Diary: 'They know that change is a lifelong journey'

IssueMarch 2021
Comment by Cath

Unlearning racism. Surely, Cath, you can’t be questioning such an obviously good thing to do? No, no, honest to god, I’m glad, I wanted to be part of a white caucus doing this stuff years ago, but, excuses, excuses, didn’t prioritise it. 

And the housing co-op is an excellent ready-made group of people who know each other well – it is clear that most of us want to be held accountable and want the skills to hold each other accountable. Fab!

But I do feel a bit defeated and glum. 

What is it about racism that finally draws us all together and ready for accountability, prepared to learn how to tell each other to check our privilege? 

I feel there’s something similar about the unlearning of racist assumptions/behaviours and the unlearning of fossil-fuel-enabled assumptions/behaviours.

I want to compare them. 

I want to challenge my co-op and wider social circle: can we put that same effort into exploring and changing the impact of choices around convenience, leisure, where we spend our money? 

I’m worried that comparing them is itself racist/classist, and that not being able to see why is just my privilege blinkers. 

I see them as very obviously two sides of the same coin – after all, as well as the land/plants/animals/air/water/spiritual impacts, impacts of our consumption on other humans are felt most by poor communities and black and brown communities around the world. 

But I think my analysis is seen as out-of-date, ’90s – ‘Hey, Cath, we’ve moved on now and recognise that all the people without privilege deserve a high material quality of life and access to stuff.’ The caveat is: the closer to us they are, the more they matter. 

I’ve become enamoured of the concept of Tekmîl, or ‘report’ in Kurdish, meaning ‘constructive criticism’. 

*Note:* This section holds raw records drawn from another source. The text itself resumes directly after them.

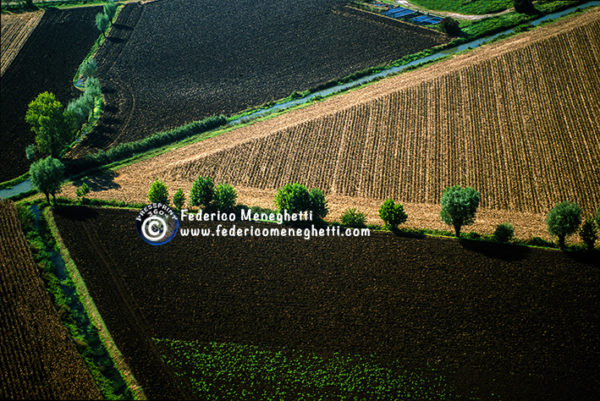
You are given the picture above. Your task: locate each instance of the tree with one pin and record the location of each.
(53, 127)
(179, 199)
(504, 232)
(30, 152)
(318, 203)
(588, 233)
(392, 214)
(563, 220)
(110, 9)
(294, 198)
(450, 26)
(47, 176)
(89, 68)
(523, 6)
(82, 191)
(459, 206)
(158, 192)
(353, 218)
(203, 191)
(225, 197)
(102, 23)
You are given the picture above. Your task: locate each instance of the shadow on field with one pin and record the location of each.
(99, 182)
(79, 213)
(122, 27)
(495, 250)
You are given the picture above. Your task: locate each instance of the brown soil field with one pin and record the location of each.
(516, 119)
(38, 358)
(517, 322)
(46, 62)
(14, 31)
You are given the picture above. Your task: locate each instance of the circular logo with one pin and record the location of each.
(157, 224)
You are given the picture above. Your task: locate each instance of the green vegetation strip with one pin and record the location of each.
(230, 371)
(77, 310)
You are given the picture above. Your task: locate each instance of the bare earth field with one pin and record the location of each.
(517, 120)
(173, 62)
(38, 358)
(516, 322)
(15, 30)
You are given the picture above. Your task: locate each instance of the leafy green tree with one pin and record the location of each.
(89, 68)
(203, 191)
(450, 26)
(459, 206)
(47, 176)
(179, 199)
(294, 198)
(563, 220)
(81, 192)
(318, 203)
(588, 233)
(30, 152)
(225, 197)
(504, 232)
(51, 125)
(392, 214)
(353, 218)
(102, 22)
(110, 9)
(158, 192)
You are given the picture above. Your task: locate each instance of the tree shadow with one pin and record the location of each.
(76, 212)
(100, 181)
(496, 250)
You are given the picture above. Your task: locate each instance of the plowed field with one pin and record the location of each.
(517, 120)
(516, 322)
(185, 60)
(47, 62)
(39, 360)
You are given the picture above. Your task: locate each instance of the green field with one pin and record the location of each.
(466, 6)
(241, 372)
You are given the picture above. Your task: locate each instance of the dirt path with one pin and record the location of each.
(470, 17)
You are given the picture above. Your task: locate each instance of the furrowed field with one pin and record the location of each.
(38, 358)
(517, 120)
(183, 61)
(47, 62)
(378, 317)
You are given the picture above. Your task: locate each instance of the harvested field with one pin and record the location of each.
(38, 358)
(184, 60)
(47, 62)
(15, 30)
(517, 322)
(527, 139)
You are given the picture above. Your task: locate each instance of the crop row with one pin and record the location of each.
(37, 356)
(521, 127)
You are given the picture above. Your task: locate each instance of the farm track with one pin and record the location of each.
(38, 358)
(527, 139)
(15, 29)
(228, 66)
(453, 305)
(47, 62)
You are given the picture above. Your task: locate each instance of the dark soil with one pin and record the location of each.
(183, 60)
(517, 322)
(47, 62)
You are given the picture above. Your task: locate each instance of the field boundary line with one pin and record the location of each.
(93, 312)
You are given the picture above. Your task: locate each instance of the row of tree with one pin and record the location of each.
(458, 208)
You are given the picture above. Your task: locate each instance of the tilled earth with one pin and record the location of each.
(517, 322)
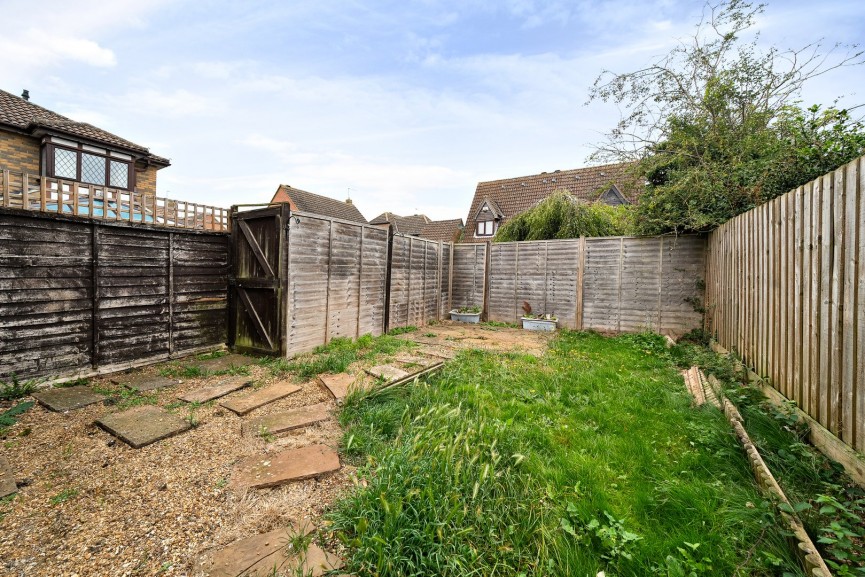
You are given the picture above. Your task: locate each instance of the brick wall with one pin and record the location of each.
(19, 153)
(145, 180)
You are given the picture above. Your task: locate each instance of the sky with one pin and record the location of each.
(402, 105)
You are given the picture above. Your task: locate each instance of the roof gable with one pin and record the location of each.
(27, 117)
(515, 195)
(304, 201)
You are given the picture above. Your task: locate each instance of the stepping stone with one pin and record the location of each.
(218, 389)
(224, 363)
(413, 360)
(387, 372)
(139, 382)
(260, 397)
(259, 472)
(140, 426)
(338, 385)
(259, 555)
(68, 398)
(7, 479)
(441, 352)
(293, 419)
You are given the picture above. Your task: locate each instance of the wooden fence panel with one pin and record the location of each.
(469, 272)
(81, 297)
(416, 267)
(804, 297)
(336, 278)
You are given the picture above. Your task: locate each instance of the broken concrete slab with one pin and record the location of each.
(218, 389)
(7, 479)
(140, 426)
(387, 372)
(69, 398)
(261, 471)
(293, 419)
(257, 555)
(260, 397)
(441, 352)
(139, 382)
(223, 363)
(338, 385)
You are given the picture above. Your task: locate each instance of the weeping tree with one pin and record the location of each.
(560, 215)
(715, 125)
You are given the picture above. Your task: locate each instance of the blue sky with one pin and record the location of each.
(408, 104)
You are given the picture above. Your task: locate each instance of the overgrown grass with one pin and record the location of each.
(590, 459)
(336, 356)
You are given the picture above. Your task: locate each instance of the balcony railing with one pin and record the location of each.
(51, 195)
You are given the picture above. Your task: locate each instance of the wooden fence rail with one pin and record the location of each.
(25, 191)
(785, 291)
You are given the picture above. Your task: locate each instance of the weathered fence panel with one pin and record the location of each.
(606, 284)
(468, 275)
(80, 297)
(786, 292)
(417, 266)
(336, 281)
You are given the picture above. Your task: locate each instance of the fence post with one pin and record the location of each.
(581, 266)
(486, 277)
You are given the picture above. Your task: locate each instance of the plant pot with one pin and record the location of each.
(465, 317)
(539, 324)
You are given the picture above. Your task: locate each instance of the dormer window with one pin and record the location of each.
(69, 160)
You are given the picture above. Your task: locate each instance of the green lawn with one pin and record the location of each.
(589, 459)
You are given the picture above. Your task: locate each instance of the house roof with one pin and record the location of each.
(511, 196)
(411, 225)
(28, 117)
(317, 204)
(443, 230)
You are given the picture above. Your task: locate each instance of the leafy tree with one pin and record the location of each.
(560, 215)
(715, 127)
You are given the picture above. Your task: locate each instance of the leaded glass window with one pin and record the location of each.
(119, 175)
(65, 163)
(92, 168)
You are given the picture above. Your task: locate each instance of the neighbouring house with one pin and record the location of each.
(496, 201)
(304, 201)
(422, 226)
(39, 142)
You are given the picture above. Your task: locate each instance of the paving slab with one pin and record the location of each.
(338, 385)
(218, 389)
(139, 382)
(260, 397)
(294, 419)
(224, 363)
(387, 372)
(442, 352)
(7, 478)
(255, 556)
(261, 471)
(415, 360)
(140, 426)
(69, 398)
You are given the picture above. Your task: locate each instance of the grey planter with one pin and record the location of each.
(466, 317)
(538, 324)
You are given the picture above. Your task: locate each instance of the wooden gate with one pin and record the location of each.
(258, 280)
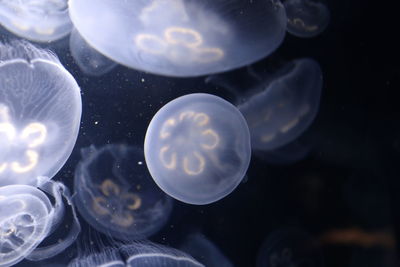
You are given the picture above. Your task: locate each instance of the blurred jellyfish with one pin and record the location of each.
(116, 195)
(40, 111)
(203, 250)
(36, 20)
(27, 217)
(143, 254)
(153, 255)
(109, 257)
(181, 37)
(197, 148)
(280, 108)
(88, 59)
(306, 18)
(290, 247)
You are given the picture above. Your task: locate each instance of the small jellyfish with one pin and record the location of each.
(203, 250)
(181, 37)
(108, 257)
(116, 195)
(40, 112)
(90, 61)
(306, 18)
(197, 148)
(27, 217)
(284, 108)
(36, 20)
(154, 255)
(290, 247)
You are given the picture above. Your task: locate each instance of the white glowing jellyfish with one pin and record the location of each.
(290, 247)
(197, 148)
(116, 195)
(283, 109)
(36, 20)
(154, 255)
(306, 18)
(27, 217)
(40, 111)
(181, 37)
(90, 61)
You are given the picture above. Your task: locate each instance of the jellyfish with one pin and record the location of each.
(36, 20)
(306, 18)
(197, 148)
(181, 37)
(116, 195)
(280, 107)
(284, 108)
(40, 111)
(289, 247)
(27, 217)
(153, 255)
(205, 251)
(109, 256)
(90, 61)
(134, 254)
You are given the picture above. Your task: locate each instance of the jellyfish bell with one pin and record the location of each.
(109, 256)
(27, 217)
(290, 247)
(40, 111)
(306, 18)
(36, 20)
(197, 148)
(205, 251)
(90, 61)
(115, 194)
(286, 107)
(154, 255)
(181, 37)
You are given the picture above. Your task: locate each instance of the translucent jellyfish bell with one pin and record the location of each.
(205, 251)
(116, 195)
(284, 108)
(306, 18)
(108, 257)
(36, 20)
(290, 247)
(40, 111)
(197, 148)
(88, 59)
(153, 255)
(181, 37)
(27, 217)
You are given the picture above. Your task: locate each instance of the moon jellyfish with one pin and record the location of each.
(88, 59)
(40, 111)
(290, 247)
(284, 108)
(306, 18)
(204, 251)
(197, 148)
(144, 254)
(152, 255)
(109, 257)
(27, 217)
(36, 20)
(181, 37)
(116, 195)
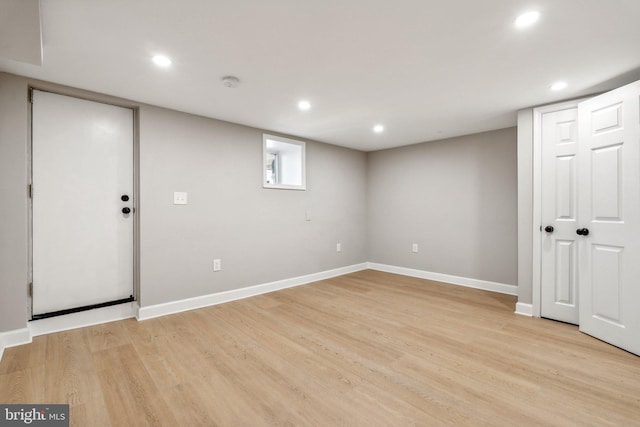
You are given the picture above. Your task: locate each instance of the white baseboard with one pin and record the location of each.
(82, 319)
(524, 309)
(454, 280)
(128, 310)
(236, 294)
(14, 338)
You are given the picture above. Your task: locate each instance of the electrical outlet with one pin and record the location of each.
(179, 198)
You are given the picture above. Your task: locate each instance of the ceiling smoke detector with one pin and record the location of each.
(230, 81)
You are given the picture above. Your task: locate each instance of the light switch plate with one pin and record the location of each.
(179, 198)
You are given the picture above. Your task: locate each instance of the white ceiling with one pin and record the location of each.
(425, 69)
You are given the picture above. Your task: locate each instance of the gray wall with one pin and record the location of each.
(260, 235)
(456, 198)
(13, 203)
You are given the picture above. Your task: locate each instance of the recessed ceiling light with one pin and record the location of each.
(527, 19)
(559, 85)
(304, 105)
(230, 81)
(161, 61)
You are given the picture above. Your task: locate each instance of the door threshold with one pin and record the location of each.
(81, 319)
(79, 309)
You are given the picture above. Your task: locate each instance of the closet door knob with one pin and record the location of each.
(582, 231)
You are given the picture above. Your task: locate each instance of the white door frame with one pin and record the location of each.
(136, 180)
(536, 285)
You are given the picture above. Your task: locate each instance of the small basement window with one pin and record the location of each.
(283, 163)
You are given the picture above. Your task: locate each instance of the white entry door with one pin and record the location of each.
(559, 274)
(82, 177)
(609, 219)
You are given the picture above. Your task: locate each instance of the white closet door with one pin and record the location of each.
(82, 154)
(559, 275)
(609, 205)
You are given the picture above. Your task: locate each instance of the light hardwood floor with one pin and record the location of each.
(365, 349)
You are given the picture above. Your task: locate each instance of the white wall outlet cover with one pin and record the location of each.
(179, 198)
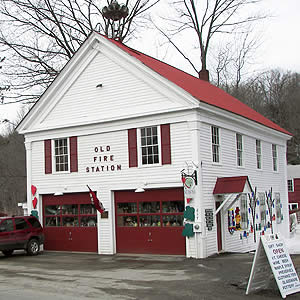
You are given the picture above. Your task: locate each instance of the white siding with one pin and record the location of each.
(262, 179)
(106, 181)
(123, 93)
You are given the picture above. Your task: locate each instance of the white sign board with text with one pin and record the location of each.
(272, 256)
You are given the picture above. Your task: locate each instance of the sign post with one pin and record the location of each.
(272, 257)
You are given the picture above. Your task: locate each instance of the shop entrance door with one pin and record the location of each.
(150, 222)
(219, 228)
(70, 223)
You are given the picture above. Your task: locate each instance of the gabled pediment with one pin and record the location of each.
(101, 83)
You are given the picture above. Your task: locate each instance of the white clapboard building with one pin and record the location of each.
(174, 159)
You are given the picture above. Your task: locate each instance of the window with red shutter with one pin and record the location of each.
(132, 148)
(48, 156)
(165, 144)
(73, 154)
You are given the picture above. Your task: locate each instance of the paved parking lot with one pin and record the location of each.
(66, 276)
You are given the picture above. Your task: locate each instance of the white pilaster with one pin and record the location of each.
(200, 237)
(28, 147)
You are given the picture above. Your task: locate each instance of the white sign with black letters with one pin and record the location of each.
(272, 252)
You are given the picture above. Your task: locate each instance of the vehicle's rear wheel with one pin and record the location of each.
(33, 247)
(8, 252)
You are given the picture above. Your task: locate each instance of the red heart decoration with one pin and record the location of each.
(34, 202)
(33, 190)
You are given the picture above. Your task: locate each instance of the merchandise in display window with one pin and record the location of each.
(150, 213)
(70, 215)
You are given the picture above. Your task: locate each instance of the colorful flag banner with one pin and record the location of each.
(96, 202)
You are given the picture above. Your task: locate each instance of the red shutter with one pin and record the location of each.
(48, 157)
(132, 147)
(165, 144)
(73, 154)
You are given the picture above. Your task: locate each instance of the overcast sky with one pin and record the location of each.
(280, 45)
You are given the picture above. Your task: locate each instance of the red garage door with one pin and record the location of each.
(70, 223)
(150, 222)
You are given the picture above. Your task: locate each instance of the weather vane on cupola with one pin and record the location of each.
(114, 16)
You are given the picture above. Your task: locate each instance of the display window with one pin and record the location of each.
(150, 213)
(70, 215)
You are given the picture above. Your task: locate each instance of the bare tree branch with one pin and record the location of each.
(39, 37)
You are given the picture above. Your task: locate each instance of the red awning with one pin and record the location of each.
(231, 185)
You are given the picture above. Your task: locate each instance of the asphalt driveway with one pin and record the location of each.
(66, 276)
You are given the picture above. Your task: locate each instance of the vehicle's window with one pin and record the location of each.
(7, 225)
(34, 222)
(21, 224)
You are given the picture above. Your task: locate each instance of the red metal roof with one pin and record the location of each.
(230, 185)
(200, 89)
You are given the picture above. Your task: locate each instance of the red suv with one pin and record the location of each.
(20, 233)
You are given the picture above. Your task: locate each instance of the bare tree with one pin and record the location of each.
(205, 19)
(39, 37)
(276, 95)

This is a feature of the revolution in Northern Syria (aka Rojava) – the frequent settling in to a session of critique/self-critique. 

My goal in our co-op’s ‘Unlearning Racism’ process is to learn to give and receive feedback gracefully, because I find both of those things so difficult. 

I’m not progressing very well, I’m struggling to trust. 

And I wonder whether there’s something about the cultural context that is relevant here – Tekmîl is undertaken in a context of Hevaltî, which roughly translates as ‘friendship’ or ‘comradeship’. 

Walking round the park with a new friend who’s spent time in Rojava, we discussed accountability and the almost unconditional love and respect for one’s comrades. 

This is what supports and enables Tekmîl – it’s easier to be vulnerable, to hear critique, in the knowledge that, despite your many flaws, your comrades continue to need, value and enjoy your comradeship and want to help you change. 

They need you, it’s not possible to be emotionally or socially discarded. 

And they know that change is a lifelong journey and that we all are struggling with it. 

My friend’s example was: ‘This is my comrade, and even though sometimes he’s a macho, sexist idiot, I would die for him.’

Is living in desperately bad material circumstances a pre-requisite for a revolutionary society?

For many of us who could be called ‘activists’, a change of heart can easily mean opting back into the relative ease and comfort of mainstream capitalism. 

Does this mean we never fully commit, but instead keep our options open? (And, even writing that sentence, I’m thinking – ‘Commit to what? Commit to whom?’) 

I’m reminded of a friend, years ago, looking around our social circle and feeling betrayed – she thought everyone was focusing on the revolution, only to discover after a decade that most had been making backup plans. 

People had academic careers, decent jobs, hadn’t been arrested too many times. But she didn’t have this – she had fully committed to a life of passionate struggle, squatting and living on very little and now she was skint, with few marketable skills and an increasingly thin support network as people withdrew into family life. 

I watched and felt powerless to help – my backup plan was the housing co-op and workers co-op. They enabled me (and continue to enable me) to keep my life geared to change. But they’re so small and fragile, there’s not room for everyone. 

And it’s also clear that the co-ops serve people’s individual agendas for a while before they move on and younger people take their place. And while they provide security, agency and resources, they also demand time and focus – away from the external change-making and onto the maintenance of property, of income-generation and of relationships. 

The co-ops are a double-edged sword – on the one hand providing resources and capacity for activism and on the other providing a different focus and removing the material need for struggle. 

So what is it about racism that has brought us together, created a collective focus? Answers on a postcard please!